The basic website structure

<!DOCTYPE html PUBLIC “-//W3C//DTD XHTML 1.0 Strict//EN” “http://www.w3.org/TR/xhtml1/DTD/xhtml1-strict.dtd”>
<html xmlns=”http://www.w3.org/1999/xhtml” xml:lang=”en” lang=”en”>
<head>
<meta http-equiv=”content-type” content=”text/html; charset=utf-8″ />
<meta name=”description” content=”Enter your description here.” />
<meta name=”keywords” content=”keywords, are, always, good, to have” />
<meta name=”author” content=”Site Author” />
<link rel=”stylesheet” type=”text/css” href=”style.css” media=”screen” />
<title>Welcome to my site!</title>
</head>
<body>
Content here.
</body>
</html>

Confused? Here’s the explanation:

Starting at the top, we have your Doctype. This is an important piece of information because it is needed by browsers or other tools processing the document. In other words, your markup and css won’t validate without it. This example is specified for xhtml 1.0 strict. {Need more information? Here is a great article. }

In the <head> section, you can see the <meta> tags. These are used in search engine optimization. Then, we come to the link to the external stylesheet.

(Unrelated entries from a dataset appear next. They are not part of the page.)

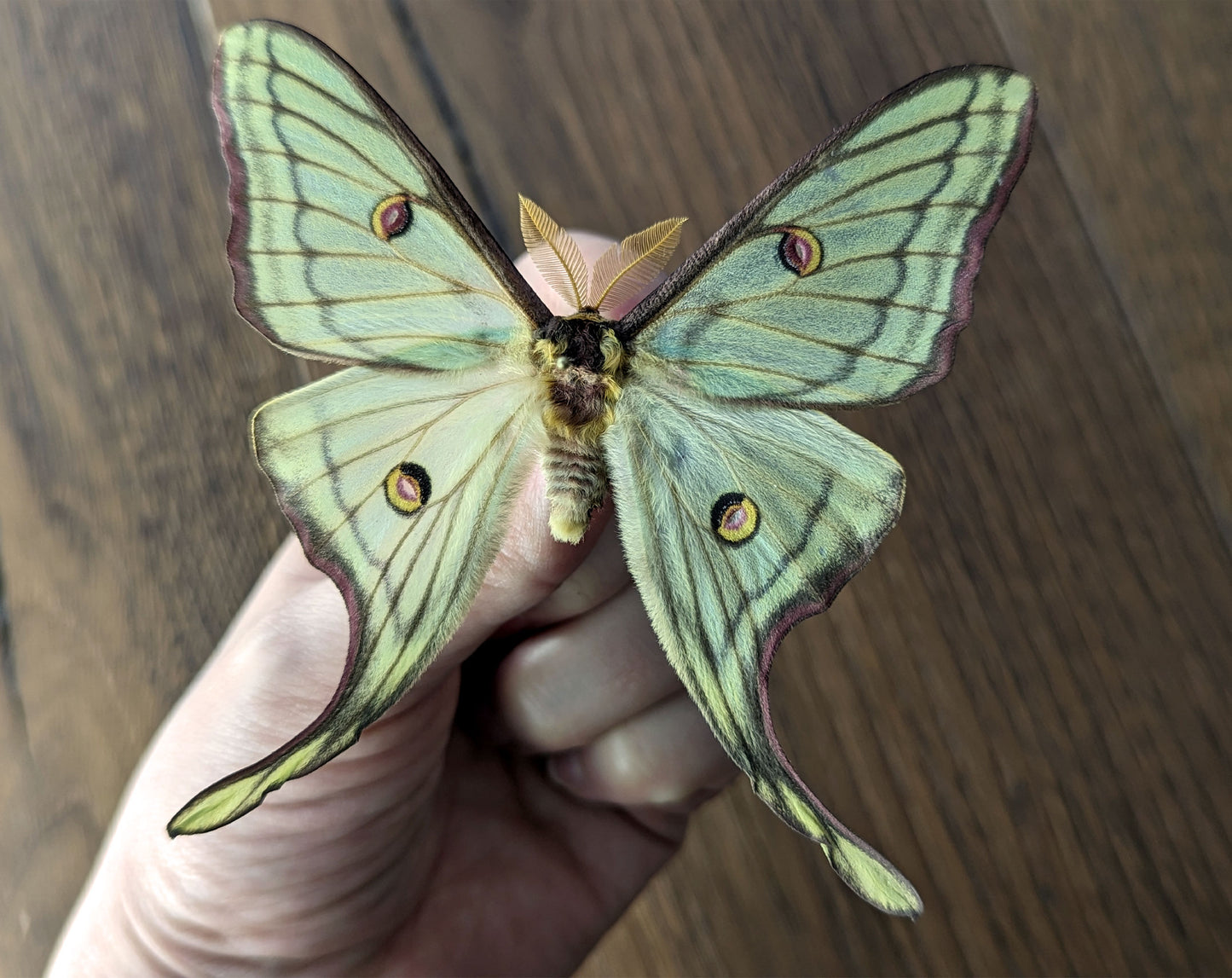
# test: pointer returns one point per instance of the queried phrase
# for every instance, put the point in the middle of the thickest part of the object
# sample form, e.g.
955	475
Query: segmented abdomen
576	482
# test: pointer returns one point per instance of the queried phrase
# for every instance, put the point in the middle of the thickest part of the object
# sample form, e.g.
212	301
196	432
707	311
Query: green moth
742	506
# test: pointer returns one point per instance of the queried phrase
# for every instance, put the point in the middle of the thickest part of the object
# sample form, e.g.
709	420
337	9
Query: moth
742	506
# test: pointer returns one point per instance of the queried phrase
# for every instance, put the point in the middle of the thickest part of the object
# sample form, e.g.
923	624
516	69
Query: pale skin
495	822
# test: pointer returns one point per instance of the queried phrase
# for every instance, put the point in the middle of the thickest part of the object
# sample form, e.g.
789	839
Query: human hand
498	819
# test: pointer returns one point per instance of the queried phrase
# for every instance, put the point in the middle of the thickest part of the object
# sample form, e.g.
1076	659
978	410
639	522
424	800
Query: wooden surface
1024	700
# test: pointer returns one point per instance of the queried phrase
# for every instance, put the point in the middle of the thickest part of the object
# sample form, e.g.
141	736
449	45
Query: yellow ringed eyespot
734	518
800	250
390	217
408	488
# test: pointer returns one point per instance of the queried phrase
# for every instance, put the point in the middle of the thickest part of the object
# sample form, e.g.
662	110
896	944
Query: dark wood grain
1142	130
132	521
1023	701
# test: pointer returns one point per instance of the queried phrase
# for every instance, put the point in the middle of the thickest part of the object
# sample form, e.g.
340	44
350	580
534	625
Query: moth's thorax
581	363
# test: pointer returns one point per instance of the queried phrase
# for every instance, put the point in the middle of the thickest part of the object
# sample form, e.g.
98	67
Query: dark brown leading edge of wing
464	215
974	248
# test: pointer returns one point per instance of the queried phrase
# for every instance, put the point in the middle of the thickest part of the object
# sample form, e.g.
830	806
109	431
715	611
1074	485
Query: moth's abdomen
576	482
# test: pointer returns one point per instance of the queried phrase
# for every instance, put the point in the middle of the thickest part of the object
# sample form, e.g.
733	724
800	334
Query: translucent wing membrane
399	485
845	282
737	521
349	243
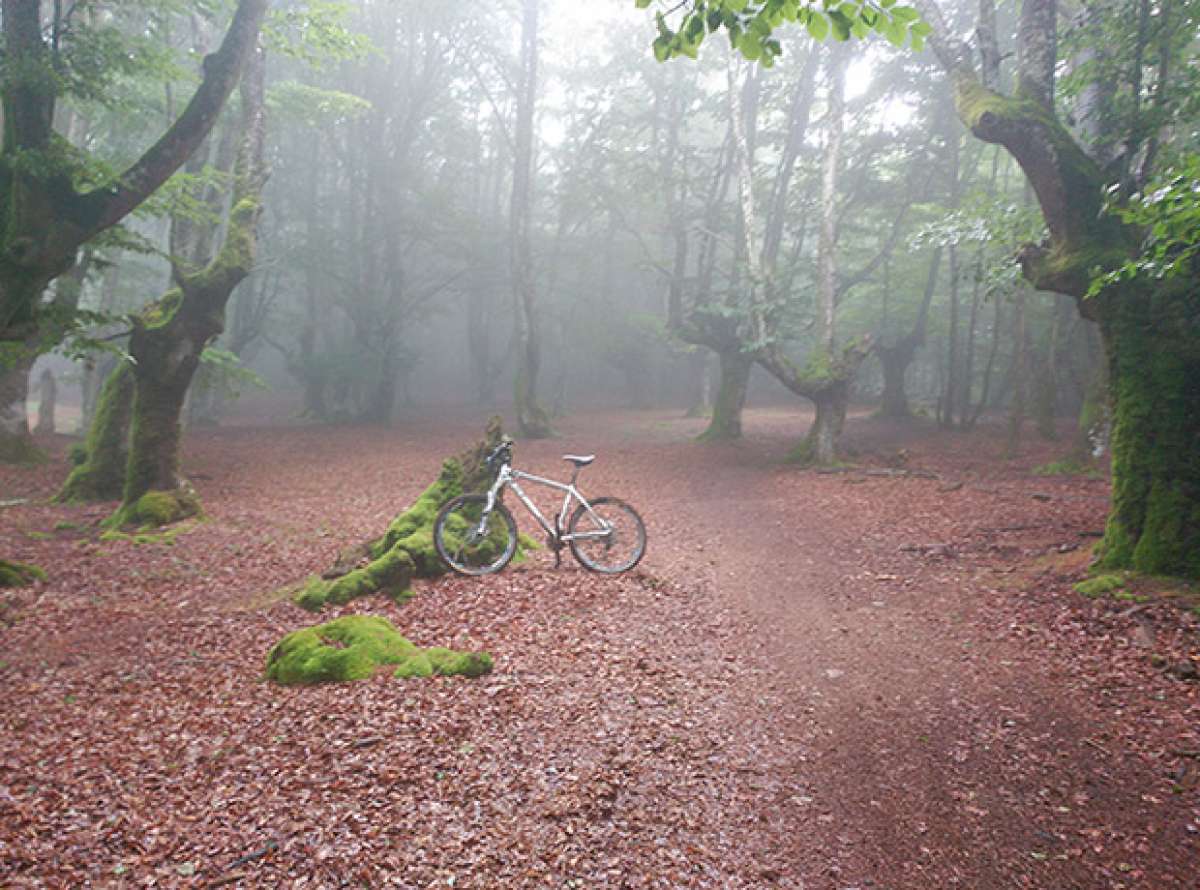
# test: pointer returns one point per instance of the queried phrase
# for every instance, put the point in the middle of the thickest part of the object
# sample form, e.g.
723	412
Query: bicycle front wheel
472	540
606	536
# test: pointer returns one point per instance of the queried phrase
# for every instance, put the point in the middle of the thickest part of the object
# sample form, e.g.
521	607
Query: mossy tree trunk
1153	352
389	563
532	419
1149	328
16	440
169	335
897	355
45	218
101	474
735	368
894	360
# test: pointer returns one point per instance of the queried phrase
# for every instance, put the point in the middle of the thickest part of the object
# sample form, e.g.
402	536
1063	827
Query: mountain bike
475	534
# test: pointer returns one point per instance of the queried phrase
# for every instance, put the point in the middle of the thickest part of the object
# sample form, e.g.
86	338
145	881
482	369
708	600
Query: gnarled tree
46	216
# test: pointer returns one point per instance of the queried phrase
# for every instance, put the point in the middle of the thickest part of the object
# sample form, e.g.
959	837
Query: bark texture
171	335
46	218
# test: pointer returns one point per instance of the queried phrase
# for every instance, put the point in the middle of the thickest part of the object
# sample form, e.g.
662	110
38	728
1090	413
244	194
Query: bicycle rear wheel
473	541
610	537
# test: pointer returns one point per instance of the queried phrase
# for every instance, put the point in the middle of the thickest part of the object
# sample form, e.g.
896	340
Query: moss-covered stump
354	647
18	575
99	471
156	509
388	564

<link rel=”stylesheet” type=”text/css” href=”style.css” media=”screen” />

This allows you to use one stylesheet for all of your pages, which means that you won’t have to go through the tedious task of fixing all your pages if you happen to find an error.

Note: Remember not to include <style type=”text/css”> , </style> tags, otherwise, you’ll run into some nasty issues.